The highest percentage of those who took a day off were aged between 18 and 21, with the lowest percentage in the 35 – 44 age group. Those aged between 55 and 65 were also less likely to take a day off.
These findings suggest that those within the 18 – 21 age group are more willing to acknowledge they need time off to deal with mental health symptoms, whereas those in the older age bands may be less likely to take time off as a result of, perhaps, feeling they need to display a ‘stiff upper lip’, with the belief that mental health is not a genuine cause for absence.
Managers could look to target employees from the older brackets with specific mental health advice and new policies aimed at encouraging people to share more.
Those based in Northern Ireland were least likely to take a day off, whereas respondents living in the East of England were most likely to. The South East and the North West were also above average in terms of taking a day off due to ill mental health.
Location is a mixed variable with regards to taking time off, with external factors such as prospects, income and other economic elements likely to contribute to overall mental health issues.
Method of commute
Mode of transport was fairly equally split with regards to its relevance to taking a day off work in the past year. On average, those who commuted by train were the most likely to take time off, with those using the DLR the least likely. Those who commute via National Rail were the most likely to take a day off, by a considerable margin.
It’s often assumed that those who are able to commute on foot or by bike may enjoy their commute more, however, our findings suggest this may not be the case, with nearly 67% of those who walk and 55% of those who cycle taking a day off work.
However, these figures pale into insignificance when compared to those using National Rail.
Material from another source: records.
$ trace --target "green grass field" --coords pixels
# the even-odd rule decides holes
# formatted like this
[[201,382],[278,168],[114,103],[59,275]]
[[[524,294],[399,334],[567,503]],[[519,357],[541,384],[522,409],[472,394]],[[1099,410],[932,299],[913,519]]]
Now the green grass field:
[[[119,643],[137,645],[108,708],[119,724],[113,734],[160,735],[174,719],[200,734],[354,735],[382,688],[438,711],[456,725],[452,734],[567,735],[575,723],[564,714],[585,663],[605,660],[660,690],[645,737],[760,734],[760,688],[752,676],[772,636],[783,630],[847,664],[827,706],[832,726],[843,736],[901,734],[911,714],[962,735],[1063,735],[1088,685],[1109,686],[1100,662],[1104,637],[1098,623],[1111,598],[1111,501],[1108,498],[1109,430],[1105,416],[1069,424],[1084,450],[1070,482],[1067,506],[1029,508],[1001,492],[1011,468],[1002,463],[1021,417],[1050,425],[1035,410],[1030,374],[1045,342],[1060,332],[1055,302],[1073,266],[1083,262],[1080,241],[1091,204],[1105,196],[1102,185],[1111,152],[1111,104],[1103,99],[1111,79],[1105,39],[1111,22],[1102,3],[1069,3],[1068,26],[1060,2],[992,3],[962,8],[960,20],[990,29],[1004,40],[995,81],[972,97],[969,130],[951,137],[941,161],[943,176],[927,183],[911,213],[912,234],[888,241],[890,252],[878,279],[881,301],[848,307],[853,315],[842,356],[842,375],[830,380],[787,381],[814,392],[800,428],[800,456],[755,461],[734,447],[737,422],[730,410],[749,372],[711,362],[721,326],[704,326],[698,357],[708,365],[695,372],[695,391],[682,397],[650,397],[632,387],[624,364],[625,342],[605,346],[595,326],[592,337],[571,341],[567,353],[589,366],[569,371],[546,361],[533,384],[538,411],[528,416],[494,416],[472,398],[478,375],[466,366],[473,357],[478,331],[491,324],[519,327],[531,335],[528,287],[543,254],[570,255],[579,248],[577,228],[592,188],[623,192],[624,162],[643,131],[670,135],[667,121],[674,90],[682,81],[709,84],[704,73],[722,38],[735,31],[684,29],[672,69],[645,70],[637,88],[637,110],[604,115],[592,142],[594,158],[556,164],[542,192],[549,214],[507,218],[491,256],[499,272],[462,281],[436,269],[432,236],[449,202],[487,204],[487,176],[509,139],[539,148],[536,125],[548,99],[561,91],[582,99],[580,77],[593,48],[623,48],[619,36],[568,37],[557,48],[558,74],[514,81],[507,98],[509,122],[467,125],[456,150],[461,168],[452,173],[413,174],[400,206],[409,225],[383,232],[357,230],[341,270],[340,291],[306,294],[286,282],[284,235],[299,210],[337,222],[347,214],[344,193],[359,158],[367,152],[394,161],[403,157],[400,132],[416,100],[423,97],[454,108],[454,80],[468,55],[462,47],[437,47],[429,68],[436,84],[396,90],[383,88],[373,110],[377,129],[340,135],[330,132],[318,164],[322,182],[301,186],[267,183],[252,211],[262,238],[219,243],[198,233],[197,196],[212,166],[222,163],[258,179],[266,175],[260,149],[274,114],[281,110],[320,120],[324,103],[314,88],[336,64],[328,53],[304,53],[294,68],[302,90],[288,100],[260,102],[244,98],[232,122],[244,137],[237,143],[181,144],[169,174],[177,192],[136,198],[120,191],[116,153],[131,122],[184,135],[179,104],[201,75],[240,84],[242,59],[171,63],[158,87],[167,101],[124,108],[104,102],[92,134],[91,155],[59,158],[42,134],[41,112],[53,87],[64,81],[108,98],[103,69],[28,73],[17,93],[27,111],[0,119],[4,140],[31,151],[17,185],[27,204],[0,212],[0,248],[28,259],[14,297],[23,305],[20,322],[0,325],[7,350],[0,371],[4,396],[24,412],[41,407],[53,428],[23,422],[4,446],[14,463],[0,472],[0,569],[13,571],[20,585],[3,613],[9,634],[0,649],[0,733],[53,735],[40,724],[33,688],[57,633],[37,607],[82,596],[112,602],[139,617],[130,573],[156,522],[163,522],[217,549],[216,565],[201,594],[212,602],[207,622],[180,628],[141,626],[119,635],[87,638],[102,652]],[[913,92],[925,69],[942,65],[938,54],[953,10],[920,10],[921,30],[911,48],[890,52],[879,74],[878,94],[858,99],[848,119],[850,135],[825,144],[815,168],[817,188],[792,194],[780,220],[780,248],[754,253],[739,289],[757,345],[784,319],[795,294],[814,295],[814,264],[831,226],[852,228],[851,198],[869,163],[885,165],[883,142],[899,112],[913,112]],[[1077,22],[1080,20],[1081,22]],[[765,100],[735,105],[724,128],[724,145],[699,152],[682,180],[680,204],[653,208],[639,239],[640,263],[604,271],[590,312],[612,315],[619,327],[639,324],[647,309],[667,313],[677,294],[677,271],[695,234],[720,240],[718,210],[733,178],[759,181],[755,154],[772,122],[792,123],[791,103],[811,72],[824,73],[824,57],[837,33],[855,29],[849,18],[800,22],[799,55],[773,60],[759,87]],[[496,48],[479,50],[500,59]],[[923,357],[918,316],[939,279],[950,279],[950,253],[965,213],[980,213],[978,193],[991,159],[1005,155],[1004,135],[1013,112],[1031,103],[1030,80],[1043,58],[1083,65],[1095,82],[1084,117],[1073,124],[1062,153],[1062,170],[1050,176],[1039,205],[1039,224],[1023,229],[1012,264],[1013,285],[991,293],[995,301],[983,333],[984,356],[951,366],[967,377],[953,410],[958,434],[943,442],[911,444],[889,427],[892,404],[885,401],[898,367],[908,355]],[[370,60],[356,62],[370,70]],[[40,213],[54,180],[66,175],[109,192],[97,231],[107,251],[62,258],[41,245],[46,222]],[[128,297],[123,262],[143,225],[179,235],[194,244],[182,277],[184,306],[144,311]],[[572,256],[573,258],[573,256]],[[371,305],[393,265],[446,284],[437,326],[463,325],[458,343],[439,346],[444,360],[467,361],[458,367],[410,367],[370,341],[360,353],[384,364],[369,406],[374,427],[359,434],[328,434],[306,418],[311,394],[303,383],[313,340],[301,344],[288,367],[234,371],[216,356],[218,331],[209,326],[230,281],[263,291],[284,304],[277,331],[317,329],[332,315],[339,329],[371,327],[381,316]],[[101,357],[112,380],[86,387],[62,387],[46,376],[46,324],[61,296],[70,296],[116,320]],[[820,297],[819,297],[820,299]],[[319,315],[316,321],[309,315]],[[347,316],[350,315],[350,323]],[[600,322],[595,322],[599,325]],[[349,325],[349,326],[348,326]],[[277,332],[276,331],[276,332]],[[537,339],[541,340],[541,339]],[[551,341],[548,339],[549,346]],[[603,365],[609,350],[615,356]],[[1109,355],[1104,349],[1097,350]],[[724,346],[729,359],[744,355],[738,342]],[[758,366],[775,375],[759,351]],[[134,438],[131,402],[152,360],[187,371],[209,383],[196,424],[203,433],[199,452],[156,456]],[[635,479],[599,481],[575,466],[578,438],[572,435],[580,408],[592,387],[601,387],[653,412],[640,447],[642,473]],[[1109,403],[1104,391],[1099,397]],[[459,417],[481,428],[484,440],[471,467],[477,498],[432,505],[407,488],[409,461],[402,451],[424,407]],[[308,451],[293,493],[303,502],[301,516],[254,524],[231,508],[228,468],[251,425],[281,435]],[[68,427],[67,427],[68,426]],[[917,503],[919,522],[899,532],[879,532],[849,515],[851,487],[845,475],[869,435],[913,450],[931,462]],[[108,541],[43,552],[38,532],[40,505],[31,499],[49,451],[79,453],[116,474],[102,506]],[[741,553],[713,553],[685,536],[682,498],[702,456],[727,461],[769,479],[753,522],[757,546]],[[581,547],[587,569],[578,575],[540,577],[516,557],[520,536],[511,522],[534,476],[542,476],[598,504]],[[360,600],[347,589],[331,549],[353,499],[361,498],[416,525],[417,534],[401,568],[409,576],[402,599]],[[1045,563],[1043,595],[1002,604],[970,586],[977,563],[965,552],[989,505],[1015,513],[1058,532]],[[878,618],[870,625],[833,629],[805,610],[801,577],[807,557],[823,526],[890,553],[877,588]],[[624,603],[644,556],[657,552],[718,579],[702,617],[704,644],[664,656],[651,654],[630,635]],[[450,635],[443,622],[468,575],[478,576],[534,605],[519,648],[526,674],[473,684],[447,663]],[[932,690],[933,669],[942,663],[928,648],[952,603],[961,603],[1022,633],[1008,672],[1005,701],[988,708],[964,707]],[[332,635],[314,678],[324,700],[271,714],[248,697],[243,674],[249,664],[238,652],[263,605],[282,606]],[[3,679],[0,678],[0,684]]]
Over nine out of ten people who use the National Rail as part of their commute have taken a day off in the last year due to poor mental health. This is quite shocking, but you can assume the length of commute plus common delays are contributing factors to this number.
Of those surveyed, interns and business owners were the least likely to take a day off, whilst executives were the most likely. Managers and directors were fairly equal, with ‘other’ job roles slightly behind.
The findings may indicate that interns feel least able to take a day off work due to mental health issues as they feel a pressure to impress within the business, with an aim to progress. Also, they may feel there is still too much of a stigma about admitting to mental health issues, especially in the early stages of a career, meaning they wouldn’t want to be fully honest with their state of mind.
You would perhaps assume business owners to be some of the more pressurised people in the workplace, so the below average figure may be explained by them having the ultimate responsibility for the running of their business, meaning they may also feel they cannot take time off or report their symptoms to anyone.
Those on a ‘middle’ level may feel their role is more secure, meaning they feel more able to take time off. Alternatively, it may be that the stresses involved with trying to progress in a business are so much, that it results in an above average need to take time off due to poor mental health.
The survey found that the more you exercise, the more likely you were to have a taken a mental health-related day off in the last year and vice versa.
These findings contradict the popular belief that exercise is a great stress buster. Due to the numerous studies backing this up, these results should not be taken as verbatim, more as a point of interest.